From the scale of the lineal metropolis, to the urban scale of redefined CCS, the personal judgment that we have on the quality of our mobility is the judgment that we will pass on to our city. The cities have ceased being photographic spaces to become cinematographic sets; its actors, its inhabitants, they move, and that condition is today the citizen’s most obvious feature. CCS wishes a calmer mobility in its immediate future, community services that allow the citizen to abandon the suffering of individual transportation, which is unsustainable and chaotic.

 

_CCS, the water formulates the city

The watercourses are the DNA of our city; water models the land, it gives its shape and it provides the formula for its development and sustenance.

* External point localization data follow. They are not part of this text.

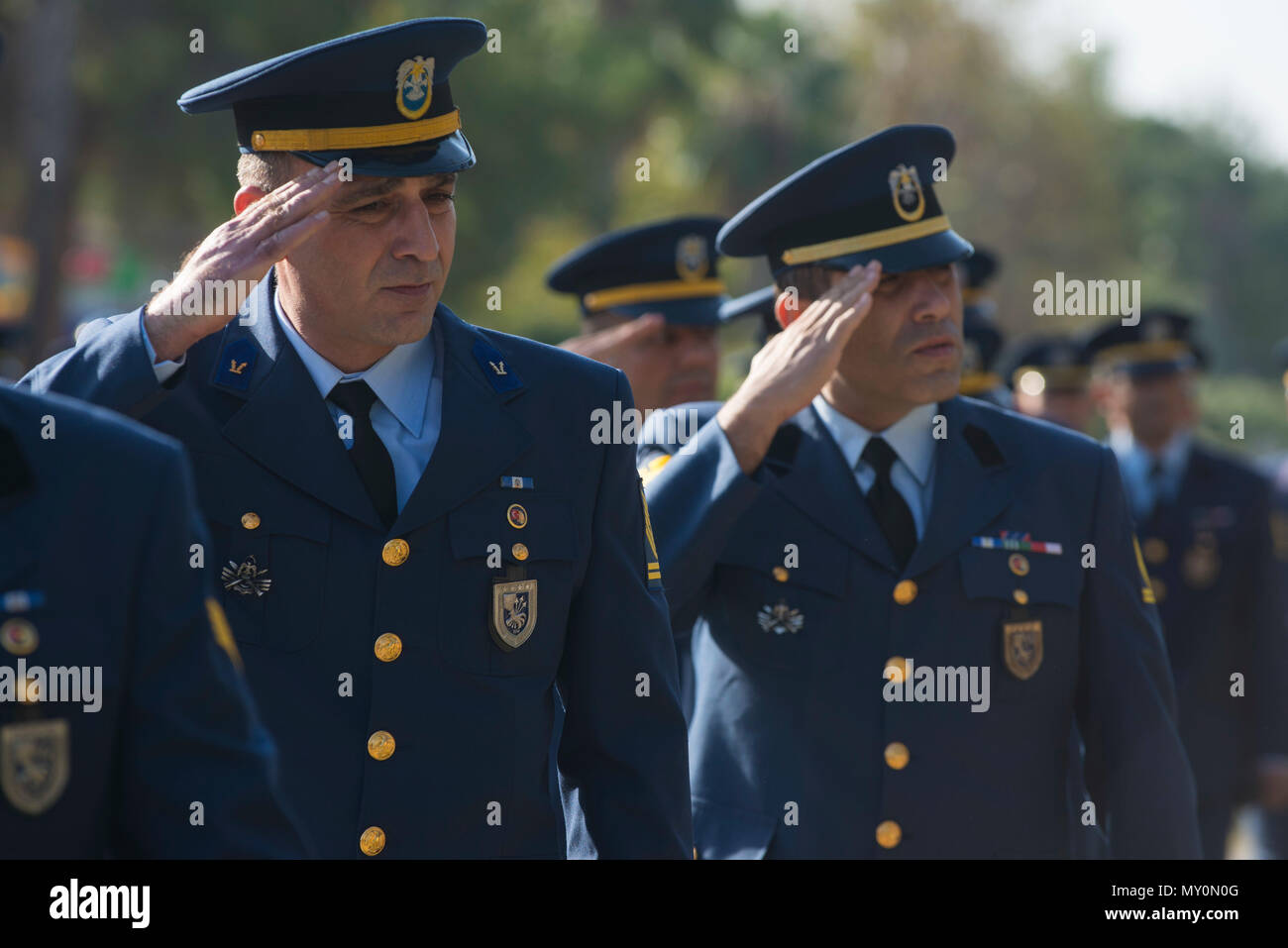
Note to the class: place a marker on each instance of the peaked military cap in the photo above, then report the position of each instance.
(1048, 364)
(868, 200)
(980, 347)
(668, 266)
(1162, 342)
(377, 97)
(760, 304)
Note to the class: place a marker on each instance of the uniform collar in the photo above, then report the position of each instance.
(911, 437)
(400, 378)
(1131, 454)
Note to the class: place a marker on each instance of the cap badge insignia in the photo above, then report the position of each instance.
(415, 77)
(691, 258)
(910, 202)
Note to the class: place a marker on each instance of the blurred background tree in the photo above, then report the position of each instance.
(1050, 174)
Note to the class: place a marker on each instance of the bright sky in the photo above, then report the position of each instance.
(1220, 62)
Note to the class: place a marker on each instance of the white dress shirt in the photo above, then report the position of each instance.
(911, 438)
(408, 386)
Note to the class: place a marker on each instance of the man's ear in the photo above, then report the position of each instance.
(245, 197)
(784, 309)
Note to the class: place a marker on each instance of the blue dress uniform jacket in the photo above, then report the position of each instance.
(98, 519)
(794, 749)
(1212, 561)
(404, 729)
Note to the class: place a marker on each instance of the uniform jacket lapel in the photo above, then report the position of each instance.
(480, 436)
(819, 483)
(283, 423)
(973, 484)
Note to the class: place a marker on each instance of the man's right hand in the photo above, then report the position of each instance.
(794, 366)
(243, 249)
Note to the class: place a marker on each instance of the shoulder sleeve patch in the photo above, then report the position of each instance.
(652, 567)
(236, 365)
(494, 368)
(1146, 591)
(223, 633)
(652, 467)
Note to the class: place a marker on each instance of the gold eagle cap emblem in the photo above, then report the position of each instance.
(415, 86)
(910, 202)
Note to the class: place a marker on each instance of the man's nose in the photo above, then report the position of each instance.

The city has been a defensive artifice, facing the unconquerable dangerous nature, the idea built the civitas. Today the anthropic scenario is complete, nature equals urban landscape, and its shape is that of the public space. At CCS, its watercourses, its brooks that flow into the Guaire, or that flow into the sea definitely and daily, are a resource allowing us to think in a dynamic net, to stay or pass by, to enjoy and walk through the city. The metro-brooks will offer us, sooner than later, a new mobility of peace. They will take us to the sea, add our coast to the city, and CCS will finally be a city of two waters.

 

_CCS, foreseen city

The projected city, foreseen, idealized, the city of blueprints and plans; in CCS they are not few, they’re many, always different and in the quest for innovation, but alike in their objectives. The realty industry generates different models for diverse clients and consumers, but just as the topographical city, it does not search for happiness. It solves housing, but it forgets coexistence. These cities or citadels must dilute their limits and share them, to build public spaces of relation over them. Well-equipped public spaces, since coexistence, the exercise of citizenship, need tools that make it possible. Buildings and public spaces build a city; if they are missing, the city will be no more than a refuge.

 

_CCS, the found city

The topographic city, the fractal city, grows, climbs, without neither blueprints nor plans, as the coral reef by the association of equals. This city which I don’t like calling informal, has excellence in its genes, taking care of its interiors and exteriors would suffice; this means, improving its family and neighbor services. As in the case of the foreseen city, we will have to endow it with the necessary specialization and hierarchy that defines the urban being useful to its inhabitants.

 

_CCS, public space-time

Time goes by and things go along our side. In the city we live following the rhythm that the city offers. Time is the right measure of the city. The experience of the city is the sum of spaces of time, the time of displacement, of commute, of work, of food, of leisure, of sleep, of dreams. That is why we say that CCS will be, from Maracaibo to Carúpano, a city measuring 180°.

 

_CCS, its inhabitants

In that CCS of tomorrow, time should be a public service, just as public space is a service to the community nowadays. The plans of the future shall be maps of time that optimize the quality of that redefined resource, the instruments of virtual reality will be the new interface, they will help us define landscapes, personalized scenarios in a shared space and time.

 

_CCS, the infrastructures

Caracas will be another one, a new, Babylon. Hanging gardens will be held by monumental structures. The sustainable CCS, which will have abandoned the mobility of chaos, nurtures from artificially recuperated nature; the highways turned into dynamic parks, equipped, useful, from top to bottom. Along the metro-brooks, new courses of citizenships will be added.